Pressions sur le dollar: Fed et géopolitique
Le dollar américain a aussi fléchi, car les marchés ont revu à la baisse les attentes d’un nouveau durcissement de la Réserve fédérale (Fed, la banque centrale des États-Unis). Cela a suivi un regain d’optimisme sur l’inflation, lié à la perspective d’un cessez-le-feu plus durable et d’une éventuelle réouverture du détroit d’Hormuz (passage maritime clé du transport de pétrole), ce qui a pesé sur les prix du pétrole. Le gouverneur de la Fed Stephen Miran a déclaré que le choc énergétique lié à l’Iran (hausse soudaine des prix de l’énergie) n’avait pas encore modifié les anticipations d’inflation à long terme (ce que ménages et entreprises pensent de l’inflation future). Il estime que les tensions sur les prix devraient revenir vers l’objectif de la banque centrale (en général autour de 2%) d’ici un an. La baisse de l’USD/CAD pourrait toutefois être limitée, car des prix du pétrole plus faibles pèsent souvent sur le dollar canadien. Le Canada est le principal exportateur de pétrole brut vers les États-Unis, et le pétrole a reculé avec l’apaisement des craintes sur l’offre après ces informations de discussions. Au Canada, CBC News a rapporté que le Premier ministre Mark Carney a obtenu une majorité parlementaire lundi. Les libéraux ont décroché 172 sièges sur les 343 de la Chambre des communes.Stratégie: priorité à la volatilité
Compte tenu des forces contradictoires sur les dollars américain et canadien, la stabilité récente de l’USD/CAD autour de 1,3790 reflète une hésitation du marché. Prendre un pari directionnel est risqué; l’attention, dans les prochaines semaines, devrait donc se porter sur la volatilité (ampleur des variations de prix). La détente des tensions entre Washington et Téhéran tire la paire dans deux sens à la fois. La baisse des prix du pétrole est un frein important pour le dollar canadien.
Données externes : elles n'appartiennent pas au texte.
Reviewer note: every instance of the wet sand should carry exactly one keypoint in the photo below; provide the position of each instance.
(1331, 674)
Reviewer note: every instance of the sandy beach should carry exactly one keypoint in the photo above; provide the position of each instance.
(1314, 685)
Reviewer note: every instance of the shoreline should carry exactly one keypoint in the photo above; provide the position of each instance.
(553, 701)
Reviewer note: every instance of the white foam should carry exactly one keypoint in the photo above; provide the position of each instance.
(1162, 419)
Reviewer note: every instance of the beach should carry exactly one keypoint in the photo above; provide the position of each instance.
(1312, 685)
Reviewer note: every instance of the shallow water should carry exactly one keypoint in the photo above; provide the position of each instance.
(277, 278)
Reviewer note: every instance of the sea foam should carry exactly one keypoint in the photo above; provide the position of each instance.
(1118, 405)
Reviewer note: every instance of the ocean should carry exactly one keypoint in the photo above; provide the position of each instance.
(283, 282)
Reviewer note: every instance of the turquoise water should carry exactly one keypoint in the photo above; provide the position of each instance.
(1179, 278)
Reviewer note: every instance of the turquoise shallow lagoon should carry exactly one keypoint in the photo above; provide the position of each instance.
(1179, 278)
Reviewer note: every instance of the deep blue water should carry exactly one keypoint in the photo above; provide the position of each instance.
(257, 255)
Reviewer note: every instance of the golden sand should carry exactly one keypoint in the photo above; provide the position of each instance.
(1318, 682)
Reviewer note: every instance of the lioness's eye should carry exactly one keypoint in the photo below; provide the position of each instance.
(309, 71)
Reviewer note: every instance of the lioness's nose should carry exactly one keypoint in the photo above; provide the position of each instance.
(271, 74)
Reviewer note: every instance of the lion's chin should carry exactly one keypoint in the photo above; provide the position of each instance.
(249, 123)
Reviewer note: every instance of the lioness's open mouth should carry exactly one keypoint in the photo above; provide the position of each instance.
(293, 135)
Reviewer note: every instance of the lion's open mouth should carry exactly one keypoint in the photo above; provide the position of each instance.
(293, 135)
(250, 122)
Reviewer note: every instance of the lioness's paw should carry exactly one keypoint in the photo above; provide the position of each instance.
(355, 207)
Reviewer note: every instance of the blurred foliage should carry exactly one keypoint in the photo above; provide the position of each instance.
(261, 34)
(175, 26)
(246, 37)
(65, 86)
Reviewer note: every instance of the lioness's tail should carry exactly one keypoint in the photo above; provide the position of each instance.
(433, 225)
Ces derniers mois, les contrats à terme (accords d’achat/vente à une date future) sur le WTI (pétrole américain de référence) sont passés de plus de 90 dollars fin 2025 à environ 82 dollars aujourd’hui, sur fond d’espoir d’une offre plus stable au Moyen-Orient. Comme l’économie canadienne dépend des exportations d’énergie, ce recul limite mécaniquement tout renforcement du « loonie » (surnom du dollar canadien). À l’inverse, la faiblesse du dollar américain pourrait être passagère, car les marchés pourraient intégrer trop vite l’idée d’une Fed moins offensive. Les derniers chiffres de l’indice des prix à la consommation (CPI, mesure de l’inflation) aux États-Unis en mars ont montré une inflation encore élevée à 3,5%, ce qui réduit la probabilité d’une baisse rapide des taux. L’écart de taux (différence d’intérêt entre deux pays), avec un taux directeur de la Fed à 5,5% et celui de la Banque du Canada à 5,0%, reste favorable à la détention de dollars américains. Dans ce contexte, l’USD/CAD pourrait évoluer dans une fourchette, pris entre ces forces opposées. Les traders sur produits dérivés (instruments dont la valeur dépend d’un actif, ici une devise) peuvent envisager des stratégies adaptées à un marché sans direction, par exemple la vente de strangles (vente conjointe d’une option d’achat et d’une option de vente, pour encaisser une prime si le cours reste dans une zone) ou la mise en place d’iron condors (stratégie combinant quatre options pour gagner si le cours reste dans une plage). La volatilité implicite (volatilité anticipée par le marché, intégrée dans le prix des options) sur les paires de devises s’est tassée ces derniers jours, ce qui rend ces stratégies de vente de prime plus attractives.